Whilst I’m confident that I can spot blood bourne parasites if they are there; I’ve always been somewhat iffy about my abilities on thick films. Mind you I think it’s fair to say I’m not alone in this.
Today I had a little one-to-one session on a NEQAS thick film.
Speaking with someone a little more experienced than I am has left me a little more confident in examining thick films.
The key feature is the malarial dots. Don’t try to see the same sort of thing you see in a thin film; look for definite distinct dots. If these are parasites, then attached to them will be the wispy remains of the parasites. Having now seen them I know what to be looking for…
This case made me think
HUDSON,ANGUS 23/03/2015 12:45
03/04/2013 1 yrs F 1234567 Infirmary
185 Eaton Square Dr Foley
Specimen No : AC654321D Haematology & Chemistry <PgDn> for later
23/03/2015 12:45 Serum/Plasma
Request Reason : YELLOW MOTHER GIVES A LITER OF CAROT JUOCE EVERY 24
Sodium 138 mmol/L ( 133 to 146 ) Auth
Potassium 4.7 mmol/L ( 3.5 to 5.3 ) Auth
Creatinine 24 umol/L ( 21 to 36 ) Auth
GFR (estimated) Inappropriate to calculate Auth
Total Protein 69 g/L ( 56 to 75 ) Auth
Albumin 41 g/L ( 30 to 50 ) Auth
Globulin 28 g/L ( 20 to 35 ) Auth
Total Bilirubin 6 umol/L ( 0 to 22 ) Auth
Alkaline Phosphatase 304 U/L ( 60 to 425 ) Auth
ALT 11 U/L ( 5 to 45 ) Auth
Haemolysis-Integra ^1.0 Auth
Icterus-Integra ^70 ( 0 to 85 ) Auth
Lipaemia-Index ^0.1 Auth
Leaving aside all arguments about use of the word “normal” these results are pretty much “normal”. Bilirubin within acceptable levels, icteric index is fine. Despite the fact the child is bright yellow.
However look at the diagnosis. Sometimes the answer to clinical conditions doesn’t need extensive laboratory investigations
Here’s an interesting article.
Whether to give blood or not after heart surgery is arguable. Where’s MSBOS now…?

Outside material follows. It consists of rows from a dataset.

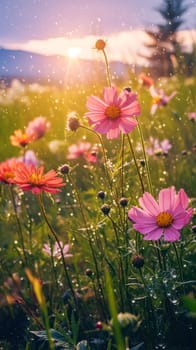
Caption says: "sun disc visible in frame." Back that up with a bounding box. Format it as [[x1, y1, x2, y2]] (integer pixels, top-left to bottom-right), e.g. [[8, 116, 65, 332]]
[[67, 47, 81, 58]]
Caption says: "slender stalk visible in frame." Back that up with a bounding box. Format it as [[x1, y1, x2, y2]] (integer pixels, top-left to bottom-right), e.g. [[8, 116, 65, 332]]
[[121, 134, 125, 197], [127, 134, 145, 193], [9, 185, 28, 266], [136, 118, 153, 194], [38, 194, 77, 307], [80, 125, 112, 190], [67, 175, 107, 319], [173, 243, 184, 286], [108, 215, 126, 311], [102, 49, 112, 86]]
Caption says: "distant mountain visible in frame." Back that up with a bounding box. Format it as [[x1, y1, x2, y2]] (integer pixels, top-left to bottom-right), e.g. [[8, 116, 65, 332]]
[[0, 48, 135, 84]]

Here’s a possibly worrying article.
“Lab in a Bag” is a “groundbreaking mobile diagnostics service that will deliver laboratory standard test results outside of hospital and allow patients to be diagnosed and treated at the point of care”
In theory it sounds like a good thing, and *if* it works it will clearly be essential in inmproving the patient experience and outcome.
In practice the entire “near patient thing” hasn’t really impacted on my personal workload. Will this one? I don’t know. But in all of this near patient testing I always remember the works of a paediatric sister who was once telling me about a ward-based bilurubin-measuring device. She would only allow the machine to be used if it was being done “just for fun”. If the result was to be used in patient treatment the sister refused to allow the machine to be used; for that she insisted the hospital lab produce the result.
After looking at a recent NEQAS morphology exercise this website struck me as being particularly relevant
It’s a rather good walkthrough of the myeloid maturation process.
Here’s something of note….
McKerrell T, Park N, et al.. Leukemia-associated somatic mutations drive distinct patterns of age-related clonal hemopoiesis. Cell Reports. 2015. DOI: 10.1016/j.celrep.2015.02.005
At college we were told that if we lived long enough we’d get leukaemia; it was inevitable. Or so said our lecturers. Now it would seem they were right.
Comparing their findings with other research, the team concluded that the incidence of pre-leukemic cells in the general population is not only far higher than previously thought but also increases with age. "Leukemia results from the gradual accumulation of DNA mutations in blood stem cells, in a process that can take decades," said Dr McKerrell. "Over time, the probability of these cells acquiring mutations rises. What surprised us was that we found these mutations in such a large proportion of elderly people."
This study helps us understand how aging can lead to leukemia, even though the great majority of people will not live long enough to accumulate all the mutations required to develop the disease… but as medicine improves so people live longer…
Trauma patients air-lifted to hospital benefit from in-flight blood transfusions, according to a major new study. These patients enjoyed improved survival and were less likely to be in shock than others, according to the
The findings come from a study involving the air medical evacuation service at the University of Pittsburgh Medical Center, Pennsylvania.
Paramedics are administering the transfusions in emergency helicopters… presumably compatibility requirements have been dealt with?
Where is the role of the transfusion laboratory in this?